(dissenting). I dissent and vote to affirm. There is sufficient in this record amply to sustain the conviction of appellant under section 352 of article 23-A of the General Business Law, and the justices of the Court of Special Sessions of the City of New York were correct in so holding.
Under section 352 the Attorney-General is empowered not only to subpoena witnesses and compel their attendance, but also to require the production of any books or papers which he deems relevant or necessary to the inquiry. If a person subpoenaed to produce the books or papers fails without reasonable cause when ordered so to do by the officer conducting such inquiry, he shall be guilty of a misdemeanor. The case at bar presented to the court a flagrant violation of this section in that this defendant repeatedly and willfully failed without reasonable cause to produce the books and records pursuant to the command of the subpoena.
This case presented but a simple issue of fact, namely, whether there was reasonable cause for the refusal of the defendant to produce the corporate books.

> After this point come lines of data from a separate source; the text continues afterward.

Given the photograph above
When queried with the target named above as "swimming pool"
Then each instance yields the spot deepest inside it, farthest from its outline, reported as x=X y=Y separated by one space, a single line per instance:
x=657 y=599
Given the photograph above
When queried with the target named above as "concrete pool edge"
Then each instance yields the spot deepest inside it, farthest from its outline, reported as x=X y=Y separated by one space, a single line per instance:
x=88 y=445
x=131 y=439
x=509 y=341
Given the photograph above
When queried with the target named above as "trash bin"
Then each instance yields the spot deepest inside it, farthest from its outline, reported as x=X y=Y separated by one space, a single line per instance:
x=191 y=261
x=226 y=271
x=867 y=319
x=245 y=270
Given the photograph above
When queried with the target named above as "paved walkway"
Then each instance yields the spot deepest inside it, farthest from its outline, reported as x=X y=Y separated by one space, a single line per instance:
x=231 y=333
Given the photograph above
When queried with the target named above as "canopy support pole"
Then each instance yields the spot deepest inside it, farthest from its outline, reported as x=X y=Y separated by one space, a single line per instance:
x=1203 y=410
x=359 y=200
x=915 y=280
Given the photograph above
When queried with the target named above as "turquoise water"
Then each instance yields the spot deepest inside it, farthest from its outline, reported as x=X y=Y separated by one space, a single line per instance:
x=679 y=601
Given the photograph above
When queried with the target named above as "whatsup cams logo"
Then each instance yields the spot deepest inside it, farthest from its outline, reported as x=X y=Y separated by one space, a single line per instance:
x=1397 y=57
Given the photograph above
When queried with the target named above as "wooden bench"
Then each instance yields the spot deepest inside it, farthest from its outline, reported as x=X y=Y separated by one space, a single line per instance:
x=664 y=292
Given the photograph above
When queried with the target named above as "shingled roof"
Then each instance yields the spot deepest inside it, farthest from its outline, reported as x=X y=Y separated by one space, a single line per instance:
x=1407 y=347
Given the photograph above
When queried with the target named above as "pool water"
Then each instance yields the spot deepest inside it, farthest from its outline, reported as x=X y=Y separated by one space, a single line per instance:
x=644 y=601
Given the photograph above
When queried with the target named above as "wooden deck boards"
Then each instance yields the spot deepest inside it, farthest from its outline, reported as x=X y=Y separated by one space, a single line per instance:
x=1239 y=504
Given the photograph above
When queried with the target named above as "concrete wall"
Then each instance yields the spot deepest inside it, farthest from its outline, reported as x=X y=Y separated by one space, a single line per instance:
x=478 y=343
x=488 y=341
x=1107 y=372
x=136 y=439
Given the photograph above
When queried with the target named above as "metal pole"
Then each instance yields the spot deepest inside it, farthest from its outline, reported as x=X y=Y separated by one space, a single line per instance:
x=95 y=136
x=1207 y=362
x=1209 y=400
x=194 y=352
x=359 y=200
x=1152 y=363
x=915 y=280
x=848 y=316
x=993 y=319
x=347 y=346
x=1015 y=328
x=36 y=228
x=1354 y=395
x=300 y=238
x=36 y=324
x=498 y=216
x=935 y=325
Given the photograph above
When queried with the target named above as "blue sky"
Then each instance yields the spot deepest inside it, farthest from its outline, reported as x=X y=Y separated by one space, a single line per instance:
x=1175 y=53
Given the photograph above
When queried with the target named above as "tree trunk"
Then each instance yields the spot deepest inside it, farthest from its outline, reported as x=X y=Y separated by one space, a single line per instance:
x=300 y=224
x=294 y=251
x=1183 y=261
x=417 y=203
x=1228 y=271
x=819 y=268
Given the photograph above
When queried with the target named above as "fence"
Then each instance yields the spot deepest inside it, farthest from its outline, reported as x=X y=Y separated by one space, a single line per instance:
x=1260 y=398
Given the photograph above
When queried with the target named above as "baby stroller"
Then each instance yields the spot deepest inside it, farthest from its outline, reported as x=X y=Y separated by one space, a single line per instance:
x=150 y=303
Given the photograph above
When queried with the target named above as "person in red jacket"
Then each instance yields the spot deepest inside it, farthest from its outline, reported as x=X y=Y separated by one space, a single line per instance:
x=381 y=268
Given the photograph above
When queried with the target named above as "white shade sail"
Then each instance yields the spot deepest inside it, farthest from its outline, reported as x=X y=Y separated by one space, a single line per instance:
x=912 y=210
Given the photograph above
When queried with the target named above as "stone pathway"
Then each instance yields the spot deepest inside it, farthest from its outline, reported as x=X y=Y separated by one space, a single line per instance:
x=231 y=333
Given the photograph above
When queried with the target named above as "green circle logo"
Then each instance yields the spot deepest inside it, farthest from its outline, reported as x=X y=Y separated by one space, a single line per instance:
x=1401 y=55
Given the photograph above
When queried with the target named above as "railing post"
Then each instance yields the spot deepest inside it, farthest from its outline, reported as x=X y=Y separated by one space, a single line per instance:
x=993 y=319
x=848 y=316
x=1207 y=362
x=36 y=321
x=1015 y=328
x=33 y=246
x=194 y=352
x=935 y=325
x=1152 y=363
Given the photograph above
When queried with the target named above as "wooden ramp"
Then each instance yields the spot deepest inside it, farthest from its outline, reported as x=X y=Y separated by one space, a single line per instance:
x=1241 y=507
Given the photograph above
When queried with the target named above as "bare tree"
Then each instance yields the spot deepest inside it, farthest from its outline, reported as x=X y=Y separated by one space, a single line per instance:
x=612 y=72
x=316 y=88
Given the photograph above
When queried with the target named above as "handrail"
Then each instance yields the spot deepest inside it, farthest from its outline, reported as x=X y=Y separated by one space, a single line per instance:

The triers of the facts have found against the defendant, and their finding cannot be said to be against the weight of the evidence. The books, moreover, were produced after the conviction of the defendant, thus showing unmistakably that they could have been produced before. The appellant urges that his refusal was in good faith and that this should have been so held by the trial court. It appears, however, in this record that the appellant originally gave as an excuse that the books had not been sent to him and-later the palpably false testimony that he did not know where they were. Later he testified that the board of directors had refused to allow him to obey the mandate of the subpoena, thus showing that his first excuse was false. The trial court under these circumstances was justified in rejecting . the excuse offered by defendant, namely, that bis board of directors would not authorize the production of the books “ until we can get more information as to the length of time the books would be held and until they had counsel look into the matter.” Whether defendant acted in good faith presented a question of fact and not one of law, and this court should be very reluctant to override *166the determination of the trial court, particularly under present conditions when it is so necessary that the law-enforcing agencies should not be impeded by technicalities. If, when the record contains evidence of the bad faith of the defendant, it becomes possible for him to avoid production of the books because he testified that the directors of his corporation refused to permit such production, and this court is to hold that the testimony of the defendant as a matter of law is sufficient to excuse the production of such books, then prosecutions by the Attorney-General of fraudulent practices will be seriously impeded.
The judgment appealed from convicting the defendant should be affirmed.
Judgment reversed, the information dismissed and the fine of $500 remitted.